SVR unterliegt ersatzgeschwächt gegen Waldbreitbach
Knappe Niederlage im Spitzenspiel
Rheinbreitbach. „Es gibt Spiele, da läuft einfach nichts zusammen“, ärgerte sich Uwe Bierbaums trotz seiner zwei Einzelsiege nach der unglücklichen 9:6-Niederlage im Topspiel der Kreisliga in Waldbreitbach. Dass die Rheinbreitbacher Tischtenniscracks ausgerechnet in dieser Begegnung so einen „gebrauchten“ Tag erwischten, ist doppelt ärgerlich. Nicht nur, weil damit die Waldbreitbacher in der Tabelle am SVR vorbeizogen, sondern vor allem auch, weil weitaus mehr möglich gewesen wäre. Schon vor der Begegnung in Waldbreitbach standen die Vorzeichen für den Tabellenführer aus Rheinbreitbach nicht gerade günstig.

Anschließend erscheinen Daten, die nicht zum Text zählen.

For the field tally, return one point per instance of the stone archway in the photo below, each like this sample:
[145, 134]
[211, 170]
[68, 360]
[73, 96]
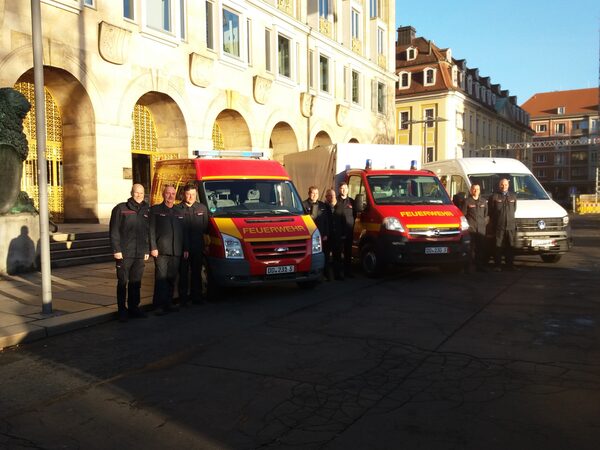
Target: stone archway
[77, 169]
[158, 132]
[233, 131]
[322, 138]
[283, 141]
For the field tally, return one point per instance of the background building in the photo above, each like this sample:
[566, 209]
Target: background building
[449, 109]
[562, 167]
[134, 81]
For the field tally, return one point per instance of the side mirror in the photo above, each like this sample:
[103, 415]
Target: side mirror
[360, 203]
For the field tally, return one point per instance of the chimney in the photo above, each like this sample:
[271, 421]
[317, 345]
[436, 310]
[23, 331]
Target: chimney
[406, 35]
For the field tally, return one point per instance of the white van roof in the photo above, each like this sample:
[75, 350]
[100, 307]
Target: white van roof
[480, 165]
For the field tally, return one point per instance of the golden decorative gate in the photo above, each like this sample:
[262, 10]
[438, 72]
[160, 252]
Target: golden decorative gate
[54, 153]
[144, 147]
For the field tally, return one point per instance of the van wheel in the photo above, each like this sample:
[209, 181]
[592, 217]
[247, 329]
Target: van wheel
[211, 291]
[550, 258]
[369, 262]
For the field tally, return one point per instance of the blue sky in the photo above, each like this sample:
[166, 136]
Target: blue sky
[527, 46]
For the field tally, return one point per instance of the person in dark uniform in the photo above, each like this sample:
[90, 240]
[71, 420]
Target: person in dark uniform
[196, 225]
[319, 213]
[128, 230]
[502, 206]
[333, 246]
[475, 209]
[345, 208]
[168, 243]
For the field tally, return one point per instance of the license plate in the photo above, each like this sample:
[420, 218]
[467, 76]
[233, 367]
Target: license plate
[542, 242]
[272, 270]
[435, 250]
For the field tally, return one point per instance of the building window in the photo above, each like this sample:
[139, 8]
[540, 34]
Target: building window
[324, 73]
[381, 98]
[355, 87]
[429, 117]
[324, 8]
[231, 32]
[128, 9]
[158, 15]
[429, 77]
[283, 56]
[210, 41]
[404, 80]
[380, 41]
[355, 24]
[404, 120]
[374, 7]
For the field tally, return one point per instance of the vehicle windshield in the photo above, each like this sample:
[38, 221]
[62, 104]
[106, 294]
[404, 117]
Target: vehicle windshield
[230, 198]
[407, 190]
[523, 184]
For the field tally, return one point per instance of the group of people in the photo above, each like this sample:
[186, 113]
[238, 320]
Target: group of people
[335, 220]
[499, 212]
[172, 234]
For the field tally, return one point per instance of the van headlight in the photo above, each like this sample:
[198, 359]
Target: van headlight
[464, 223]
[317, 246]
[393, 224]
[233, 247]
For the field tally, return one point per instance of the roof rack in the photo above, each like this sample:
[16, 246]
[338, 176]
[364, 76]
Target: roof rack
[228, 154]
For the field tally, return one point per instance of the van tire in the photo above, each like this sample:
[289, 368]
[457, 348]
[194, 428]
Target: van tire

Mit Niels Assenmacher und Jörg Westhofen mussten kurzfristig zwei Stammspieler ersetzt werden, sodass Wolfgang Schwarz, der wegen einer Erkältung eigentlich pausieren wollte, in die Bresche springen musste. Der Versuch einer Spielverlegung scheiterte am Veto der Gastgeber. Bereits in den Eingangsdoppeln machte sich dieses Manko bemerkbar. Zwar zogen sich Schwarz und Klaus Riddering, eigentlich Stammspieler in der Zweiten, gegen das Waldbreitbacher Spitzendoppel Stefan Kunze / Michael Hertling achtbar aus der Affäre, mehr als ein Satzgewinn war jedoch nicht drin. Während David Unkels / Uwe Bierbaums ihr Doppel einmal mehr souverän gewannen, klebte Horst Baermann und Martin Jünger das Pech förmlich am Schläger. Nach tollem Kampf und zwei vergebenen Matchbällen unterlagen sie im fünften Entscheidungssatz hauchdünn mit 12:10.
In den nachfolgenden Einzeln sorgten insbesondere Baermann und Bierbaums mit gewohnt starker Leistung dafür - beide ohne Niederlage, dass die Gäste immer auf Schlagdistanz blieben. Eine tolle Vorstellung zeigte Martin Jünger im oberen Paarkreuz. Nach einem knappen Sieg im ersten Einzel gegen Christian Hertling, gab es im Duell gegen Waldbreitbachs Spitzenspieler Kunze gleich zuhauf spektakuläre Ballwechsel und Hochspannung bis zum Schluss. Mit 13:11 im fünften Satz behielt der Waldbreitbacher, der bis dato in allen bisherigen Begegnungen nur einen einzigen Satz abgegeben hatte, schließlich die Oberhand und bleibt in dieser Saison weiterhin ungeschlagen. Die Entscheidung in diesem Spitzenspiel fiel erst im letzten Einzel, das Klaus Riddering gegen Jürgen Steinebach mit 3:1 Sätzen verlor.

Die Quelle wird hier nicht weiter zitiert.